Plus tard, des penseurs critiques comme Padmore ont soutenu que Garvey et Du Bois s’accordaient sur de nombreux points, notamment sur l’idée que la conscience d’appartenir au même groupe ethnique, historiquement victime du racisme, ne devait pas conduire les personnes noires/africaines à un nationalisme étroit ou à un racisme inversé, mais plutôt à un projet politique clair de création d’un État en Afrique, soit dirigé par les personnes Noires/Africaines de la diaspora, soit en solidarité avec les personnes Noires/Africaines restées sur le continent. Sur ce dernier point, il convient de noter que le slogan de Garvey n’était pas « Retour en Afrique, mais l’Afrique aux Africains ». À une époque où le continent était colonisé par les puissances Européennes, cette distinction était cruciale : les personnes Noires/Africaines devaient non seulement retourner en Afrique, mais surtout y retrouver leur souveraineté. Cela explique la popularité de Garvey, dès l’entre-deux-guerres, sur le continent Africain, et particulièrement dans les colonies (Kenya, Ghana, Etc.).

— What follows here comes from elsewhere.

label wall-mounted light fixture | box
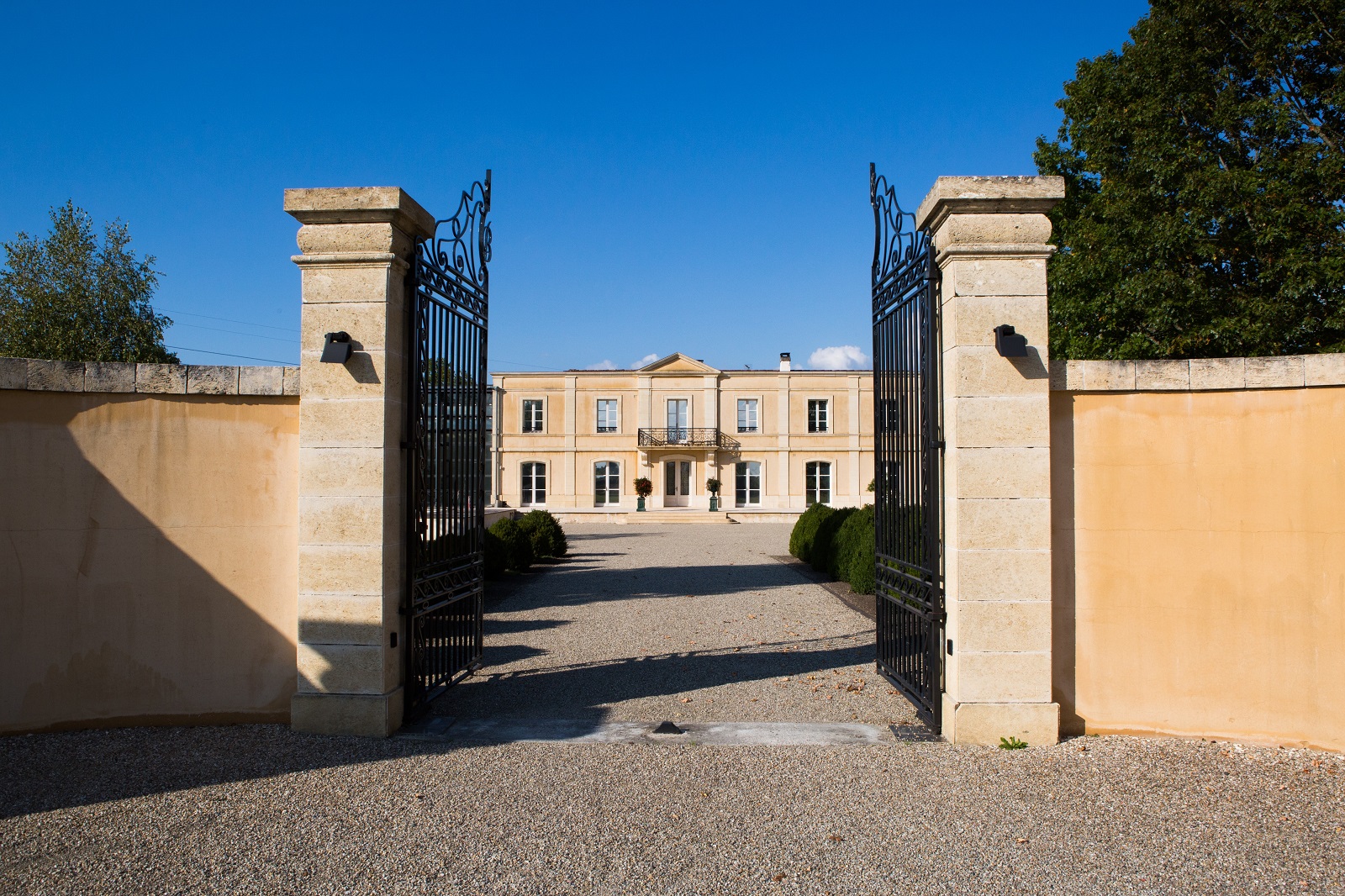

Après avoir lu la Philosophie et les Opinions de Marcus Garvey (1926), le président ghanéen Kwame Nkrumah a précisé en avril 1960, au moment charnière où la plupart des pays Noirs/Africains accédaient à l’indépendance, que le concept Garveyiste d’une Afrique aux Africains ne signifiait pas l’exclusion des autres groupes ethniques, mais que ces derniers devaient se soumettre démocratiquement à la majorité Noire/Africaine.